The Daily News also harbored “concerns about the capacity of the DRC to [disarm the Interahamwe]. There is also the fact that these factions have been used by the DRC government and it may be difficult to just say: ‘Thank you, you may go home now.’ The same is true for both Uganda and Rwanda in relation to the various groups or factions that they have spurned over the years.”

Writing in the Oct. 4 edition of Johannesburg’s liberal Mail and Guardian Gregory Mthembu-Salter looked forward to the Oct. 25 meeting in Pretoria aimed at forming a coalition government: “The next requirement for peace, or something approaching it,” he wrote, “is the formation of a new coalition government in Kinshasa. Everyone now recognizes that this must include Kabila, representatives of opposition parties, and the rebel military juntas controlling the north and east of the country—the Uganda-backed MLC, and the Rwanda-backed RCD. Mbeki tried and failed to achieve this during talks at Sun City [South Africa] earlier this year, but members of the president's office are busy working on the project once more. They may have better luck this time, since all the external belligerents are taking a chance on peace and want their internal allies to do the same.”

An Oct. 20 report in Kampala’s government-owned Sunday Vision was not as convinced that the “external belligerents” were committed to peace. The paper quoted “international observers and intelligence sources” as saying that Rwandan troops had crossed the border into eastern Congo to retake a village Maï-Maï militiamen had pried from RCD control. According to the report, thousands of Rwandan troops with armored vehicles were seen crowding at the area where Rwanda, Burundi, and Congo intersect.

The next day, Christine Umutoni, Rwanda’s Ambassador to Uganda, strenuously denied the report in an interview with Kampala’s government-owned New Vision. But, she warned, “When the situation demands and when we make up our mind to do so, we will inform the world that we are re-entering the DRC because of security concerns.”

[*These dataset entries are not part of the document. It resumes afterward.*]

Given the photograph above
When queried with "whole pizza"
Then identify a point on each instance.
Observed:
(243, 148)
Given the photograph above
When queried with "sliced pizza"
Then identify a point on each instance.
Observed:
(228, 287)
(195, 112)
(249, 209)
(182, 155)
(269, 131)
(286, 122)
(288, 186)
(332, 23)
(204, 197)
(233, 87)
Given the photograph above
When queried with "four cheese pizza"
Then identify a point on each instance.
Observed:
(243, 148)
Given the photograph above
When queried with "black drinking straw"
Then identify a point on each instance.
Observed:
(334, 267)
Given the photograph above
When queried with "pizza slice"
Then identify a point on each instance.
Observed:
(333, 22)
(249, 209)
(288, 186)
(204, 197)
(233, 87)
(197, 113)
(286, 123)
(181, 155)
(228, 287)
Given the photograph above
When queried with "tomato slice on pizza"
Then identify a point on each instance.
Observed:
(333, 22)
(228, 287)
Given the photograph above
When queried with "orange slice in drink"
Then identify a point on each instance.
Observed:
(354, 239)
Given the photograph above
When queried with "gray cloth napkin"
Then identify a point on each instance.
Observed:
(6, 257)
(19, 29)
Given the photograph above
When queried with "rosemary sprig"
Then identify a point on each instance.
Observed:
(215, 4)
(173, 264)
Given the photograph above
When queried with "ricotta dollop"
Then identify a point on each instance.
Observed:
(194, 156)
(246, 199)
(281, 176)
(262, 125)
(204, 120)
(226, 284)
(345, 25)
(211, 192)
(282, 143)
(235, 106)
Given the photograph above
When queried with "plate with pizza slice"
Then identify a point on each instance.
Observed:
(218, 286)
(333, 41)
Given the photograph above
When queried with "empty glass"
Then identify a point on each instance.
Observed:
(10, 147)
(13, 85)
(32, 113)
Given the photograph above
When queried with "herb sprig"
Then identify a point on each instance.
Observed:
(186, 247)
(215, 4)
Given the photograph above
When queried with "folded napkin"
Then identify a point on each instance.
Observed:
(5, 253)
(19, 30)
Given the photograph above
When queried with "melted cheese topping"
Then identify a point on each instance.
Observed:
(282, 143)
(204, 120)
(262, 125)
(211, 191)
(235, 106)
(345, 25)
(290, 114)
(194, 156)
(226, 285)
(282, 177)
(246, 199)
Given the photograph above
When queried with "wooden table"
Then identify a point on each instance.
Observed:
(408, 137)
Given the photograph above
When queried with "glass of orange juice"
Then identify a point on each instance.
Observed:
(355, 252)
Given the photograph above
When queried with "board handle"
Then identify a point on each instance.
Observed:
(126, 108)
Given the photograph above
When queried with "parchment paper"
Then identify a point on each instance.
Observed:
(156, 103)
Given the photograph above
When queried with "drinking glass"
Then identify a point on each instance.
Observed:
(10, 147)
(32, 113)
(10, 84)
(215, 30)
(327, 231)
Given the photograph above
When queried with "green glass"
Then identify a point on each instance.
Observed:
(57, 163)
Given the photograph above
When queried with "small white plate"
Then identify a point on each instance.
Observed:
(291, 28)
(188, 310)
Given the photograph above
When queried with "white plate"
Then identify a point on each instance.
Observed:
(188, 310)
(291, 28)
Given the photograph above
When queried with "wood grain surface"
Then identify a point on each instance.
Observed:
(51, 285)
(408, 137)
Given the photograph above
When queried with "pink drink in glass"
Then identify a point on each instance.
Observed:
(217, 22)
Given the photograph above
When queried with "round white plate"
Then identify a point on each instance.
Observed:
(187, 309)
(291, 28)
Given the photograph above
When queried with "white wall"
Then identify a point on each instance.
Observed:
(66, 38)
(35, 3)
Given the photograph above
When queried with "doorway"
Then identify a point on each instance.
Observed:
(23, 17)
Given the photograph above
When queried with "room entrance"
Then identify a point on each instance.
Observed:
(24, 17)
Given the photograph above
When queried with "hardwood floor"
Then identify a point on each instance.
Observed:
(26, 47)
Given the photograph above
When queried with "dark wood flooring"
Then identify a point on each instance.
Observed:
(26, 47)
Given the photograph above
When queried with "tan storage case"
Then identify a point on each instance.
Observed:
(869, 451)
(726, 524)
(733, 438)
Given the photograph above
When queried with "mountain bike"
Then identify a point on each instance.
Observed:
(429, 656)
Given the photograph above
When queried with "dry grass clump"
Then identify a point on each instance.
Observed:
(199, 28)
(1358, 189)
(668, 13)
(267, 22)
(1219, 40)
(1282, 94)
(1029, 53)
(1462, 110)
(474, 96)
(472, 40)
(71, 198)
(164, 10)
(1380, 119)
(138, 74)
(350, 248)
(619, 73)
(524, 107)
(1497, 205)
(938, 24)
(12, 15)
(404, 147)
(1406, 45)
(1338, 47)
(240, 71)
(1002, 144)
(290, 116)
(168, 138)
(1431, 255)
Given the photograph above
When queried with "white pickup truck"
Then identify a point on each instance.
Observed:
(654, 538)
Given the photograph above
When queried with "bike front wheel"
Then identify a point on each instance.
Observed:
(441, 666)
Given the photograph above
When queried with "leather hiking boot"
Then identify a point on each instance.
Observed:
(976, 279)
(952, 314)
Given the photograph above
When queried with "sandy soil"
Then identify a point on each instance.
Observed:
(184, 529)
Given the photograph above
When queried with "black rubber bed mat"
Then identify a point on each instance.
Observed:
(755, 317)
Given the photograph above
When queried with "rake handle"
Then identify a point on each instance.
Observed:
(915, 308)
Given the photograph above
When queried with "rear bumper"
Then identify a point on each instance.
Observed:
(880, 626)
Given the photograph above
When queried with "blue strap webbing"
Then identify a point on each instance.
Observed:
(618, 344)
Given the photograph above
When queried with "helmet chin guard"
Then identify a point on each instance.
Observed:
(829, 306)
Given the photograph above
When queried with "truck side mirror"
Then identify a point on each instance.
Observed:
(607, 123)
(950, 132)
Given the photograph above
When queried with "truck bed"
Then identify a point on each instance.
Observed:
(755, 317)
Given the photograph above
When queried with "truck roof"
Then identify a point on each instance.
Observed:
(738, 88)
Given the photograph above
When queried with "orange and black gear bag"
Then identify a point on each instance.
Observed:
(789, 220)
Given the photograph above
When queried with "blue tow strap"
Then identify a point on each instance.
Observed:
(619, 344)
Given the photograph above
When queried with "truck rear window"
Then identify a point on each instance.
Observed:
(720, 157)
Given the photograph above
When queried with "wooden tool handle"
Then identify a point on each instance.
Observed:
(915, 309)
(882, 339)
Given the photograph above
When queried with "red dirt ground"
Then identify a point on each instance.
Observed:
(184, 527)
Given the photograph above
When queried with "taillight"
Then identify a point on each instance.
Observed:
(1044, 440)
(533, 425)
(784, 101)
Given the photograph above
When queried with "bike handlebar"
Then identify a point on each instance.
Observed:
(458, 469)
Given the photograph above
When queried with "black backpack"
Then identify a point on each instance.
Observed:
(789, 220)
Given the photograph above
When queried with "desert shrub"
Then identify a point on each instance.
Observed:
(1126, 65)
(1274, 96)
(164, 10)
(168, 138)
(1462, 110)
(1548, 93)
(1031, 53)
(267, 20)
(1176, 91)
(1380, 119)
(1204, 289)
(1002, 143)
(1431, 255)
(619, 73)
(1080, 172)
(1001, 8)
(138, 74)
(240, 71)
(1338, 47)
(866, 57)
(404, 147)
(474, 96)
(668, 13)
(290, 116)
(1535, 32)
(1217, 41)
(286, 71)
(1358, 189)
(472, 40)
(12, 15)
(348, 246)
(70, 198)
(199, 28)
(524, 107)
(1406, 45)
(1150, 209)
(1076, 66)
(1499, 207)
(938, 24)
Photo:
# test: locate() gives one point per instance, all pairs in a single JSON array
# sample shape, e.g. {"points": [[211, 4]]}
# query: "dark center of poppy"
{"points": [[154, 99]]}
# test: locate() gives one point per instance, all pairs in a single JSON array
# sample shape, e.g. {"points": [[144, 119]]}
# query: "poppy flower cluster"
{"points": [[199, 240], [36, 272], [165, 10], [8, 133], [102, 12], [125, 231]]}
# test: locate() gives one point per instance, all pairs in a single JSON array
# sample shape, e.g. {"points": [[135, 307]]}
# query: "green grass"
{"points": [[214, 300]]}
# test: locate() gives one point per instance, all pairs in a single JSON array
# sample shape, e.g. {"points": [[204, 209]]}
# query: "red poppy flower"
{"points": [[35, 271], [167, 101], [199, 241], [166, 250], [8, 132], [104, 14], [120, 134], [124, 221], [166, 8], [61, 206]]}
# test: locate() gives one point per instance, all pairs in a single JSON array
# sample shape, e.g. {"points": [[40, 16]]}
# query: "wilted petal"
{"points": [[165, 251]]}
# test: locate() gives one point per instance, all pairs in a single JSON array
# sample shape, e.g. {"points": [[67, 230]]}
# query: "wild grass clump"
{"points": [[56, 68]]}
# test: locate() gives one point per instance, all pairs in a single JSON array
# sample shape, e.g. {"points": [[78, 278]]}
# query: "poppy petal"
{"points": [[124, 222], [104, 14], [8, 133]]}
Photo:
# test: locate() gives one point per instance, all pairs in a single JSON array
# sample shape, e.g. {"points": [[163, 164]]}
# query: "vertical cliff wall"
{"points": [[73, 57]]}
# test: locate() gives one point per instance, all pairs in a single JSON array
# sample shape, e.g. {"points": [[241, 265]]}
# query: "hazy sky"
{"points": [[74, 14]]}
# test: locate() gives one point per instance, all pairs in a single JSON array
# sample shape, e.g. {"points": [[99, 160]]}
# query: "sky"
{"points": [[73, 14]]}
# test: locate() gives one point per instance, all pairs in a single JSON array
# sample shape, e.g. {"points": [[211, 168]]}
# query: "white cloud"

Most would agree grave security concerns remain. As Tegulle Gawaya put it in an opinion piece for the same Kampala daily, “Congo's political and military equation, already complicated by the involvement of armies and militias from neighboring countries, remains tricky until the numerous rebels groups and factions, with ever-shifting allegiances and brutal tendencies, are sorted out…. Most have a narrow political agenda, some none at all. It is just a question of survival and many have come to believe they cannot live together too nicely with their neighbors. They have no central command.”